Вскоре картину семейной жизни дополняет появление детей. На фотографиях в альбоме Лин они появляются один за другим. Сначала – малютка-девочка в белом на руках у гордой мамы; потом – двое малышей, которых усадили на диван между мамой и папой, причем мама протянула руку, чтобы мальчик держал спину прямо. А вот детей уже трое, и все заливаются смехом, сидя тесным рядком: младший, тоже мальчик, держится за руки со старшим братом, устроившимся посередке. Батья родилась в 1960-м, Дан – в 1964-м, а Арье – в 1970-м. Живут они счастливо. Мальчики занимаются дзюдо и футболом, а Батья увлекается школьными дебатами. Учителя сообщают, что все трое учатся хорошо. На последней фотографии в альбоме Лин семья выглядит идеально: три радостных детских личика, над ними улыбается Альберт, а рядом с ним блаженно сияет Лин, потупив глаза.
Проходит время. Теперь, когда Лин замужняя женщина с тремя детьми, работать ей не подобает. Она участвует волонтером в различных комитетах, а в свободное время общается с другими домохозяйками – по большей части тоже еврейками, чьи мужья допоздна заняты на важных постах. Лучшей жизни и желать нечего. Лин и Альберт устраивают званые обеды или приглашают друзей в гости семьями, чтобы дети могли поиграть вместе. В отпуск они летают или ездят поездом в Австрию, или Италию, или на юг Франции – арендуют там симпатичные домики. Лин вовсе не так уж занята, по крайней мере не настолько, как это было дома у Ма и Па. К ее услугам все современные удобства: холодильник, стиральная машина, сушилка, пылесос; есть и приходящая уборщица. И потому у Лин часто оказывается уйма свободного времени, пока дети гуляют на детской площадке, возятся дома или спят. В большой современной кухне, в доме, который они купят через несколько лет, Лин будет чувствовать себя как с картинки из журнала – как будто ее вырезали по контуру и вклеили на фотографию в качестве идеальной жены. Для Лин эти часы досуга – роскошь, но она изо всех сил старается заполнить их общественной и благотворительной работой. Отчасти потому, что хочет приносить пользу, но еще и потому, что иначе в ее голове начинают роиться вопросы, а она никогда раньше себе их не позволяла. Вопросы эти тревожат, а то и пугают. Кто она на самом деле? Где ее место? Во что верит?

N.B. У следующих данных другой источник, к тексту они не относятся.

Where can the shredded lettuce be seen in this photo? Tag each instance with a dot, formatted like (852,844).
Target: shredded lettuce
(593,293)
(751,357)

С годами тревогу уже вызывают не только вопросы, но и ответы. Как-то раз в детском саду у Дана ее попросили сделать вместе с ним «альбом ребенка» – составить небольшой рассказ о семье. Но во время разговора с воспитателем Лин внезапно охватила такая паника, что ей пришлось скорее уйти. Прошлое, от которого когда-то было так легко спрятаться, теперь нависает мрачной тенью, которая – Лин всегда знала – неотступно следует за ней, и Лин не смеет повернуться к нему лицом. Поэтому она все так же ходит по утрам пить кофе с другими домохозяйками и все так же мило улыбается на детской площадке.

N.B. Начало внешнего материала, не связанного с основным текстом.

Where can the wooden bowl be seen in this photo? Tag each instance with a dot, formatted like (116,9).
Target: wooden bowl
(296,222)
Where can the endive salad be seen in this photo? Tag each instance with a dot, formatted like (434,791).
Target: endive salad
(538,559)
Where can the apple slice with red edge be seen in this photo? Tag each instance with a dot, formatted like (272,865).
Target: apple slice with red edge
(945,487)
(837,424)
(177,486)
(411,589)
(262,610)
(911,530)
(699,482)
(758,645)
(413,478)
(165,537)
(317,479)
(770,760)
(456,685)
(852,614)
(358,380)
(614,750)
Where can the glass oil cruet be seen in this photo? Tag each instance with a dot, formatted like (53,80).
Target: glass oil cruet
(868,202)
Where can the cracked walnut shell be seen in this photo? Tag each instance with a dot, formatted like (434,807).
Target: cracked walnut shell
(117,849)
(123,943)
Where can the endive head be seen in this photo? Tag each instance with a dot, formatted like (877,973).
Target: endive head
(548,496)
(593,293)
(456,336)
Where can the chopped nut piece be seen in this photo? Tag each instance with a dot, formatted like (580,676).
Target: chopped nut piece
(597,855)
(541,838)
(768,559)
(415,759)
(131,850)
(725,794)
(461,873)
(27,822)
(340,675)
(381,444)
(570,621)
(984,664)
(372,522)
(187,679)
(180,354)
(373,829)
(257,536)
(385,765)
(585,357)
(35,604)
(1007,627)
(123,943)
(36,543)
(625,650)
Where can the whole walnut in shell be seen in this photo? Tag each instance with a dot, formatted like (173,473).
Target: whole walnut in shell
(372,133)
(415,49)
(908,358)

Но проходит десять лет, Кеннеди сменяет Джонсон, а того – Никсон; история движется от Карибского кризиса к поражению во Вьетнаме; происходит подавление Пражской весны; бунтует Париж; демонстранты выходят на марши, требуя запретить бомбу, – а Лин по ночам все так же терзается неотступными вопросами, и никакое снотворное, прописанное врачом, не помогает. Тетя Роза однажды рассказала ей, как все произошло: мама и бабушка Лин, вместе, рука об руку.
Лин никогда не задумывалась об этом, но, скорее всего, когда ее мама погибла, она была моложе, чем Лин сейчас.

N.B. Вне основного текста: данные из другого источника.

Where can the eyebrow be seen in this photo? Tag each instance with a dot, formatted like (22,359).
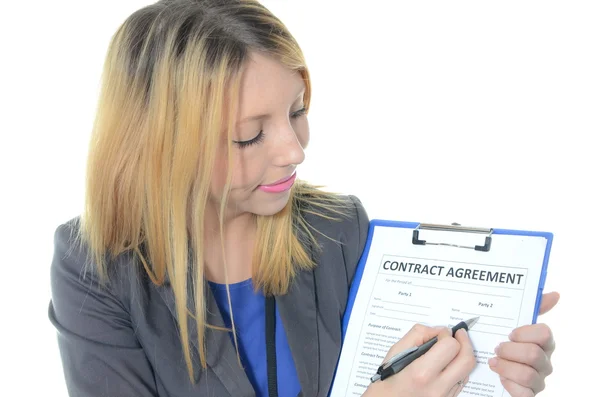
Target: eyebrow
(265,115)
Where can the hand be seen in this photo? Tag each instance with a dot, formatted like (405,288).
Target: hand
(524,362)
(441,372)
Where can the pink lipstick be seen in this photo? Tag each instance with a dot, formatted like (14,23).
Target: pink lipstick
(279,186)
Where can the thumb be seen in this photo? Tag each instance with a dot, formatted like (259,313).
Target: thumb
(549,300)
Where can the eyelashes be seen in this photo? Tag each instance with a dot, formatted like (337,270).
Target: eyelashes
(261,136)
(256,140)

«Меня здесь быть не должно» – фраза, которую Лин никак не может выбросить из головы. Эти слова неумолчно стучат у нее в ушах, со временем все громче и громче. И Лин все сильнее ощущает: ей не место в окружающем мире, она здесь чужая. Ей не место в чудесном доме с чудесной мебелью и чудесными детишками. Она носит в себе тьму. Ей все труднее дается улыбка.
Альберт ходит в синагогу, но Лин синагога больше не помогает и не привлекает. Все эти зелья и фокусы – шабат, Рош а-Шана, Ханука, Песах, Йом Кипур – сплошь пустые скорлупки, ничего внутри. И Лин злит и разочаровывает то, что Альберт продолжает исполнять все эти правила – бессмысленные правила. У него нет времени на вопросы, которыми задается Лин, и он просто говорит ей: «Радуйся жизни, будь счастлива и живи как жила». Но теперь его мягкие слова для нее пустой звук, точно так же, как и слова в синагоге. Она чувствует, как меняется изнутри: в ней, точно росток из зерна, проклевывается кто-то новый – испуганный, страждущий, требовательный.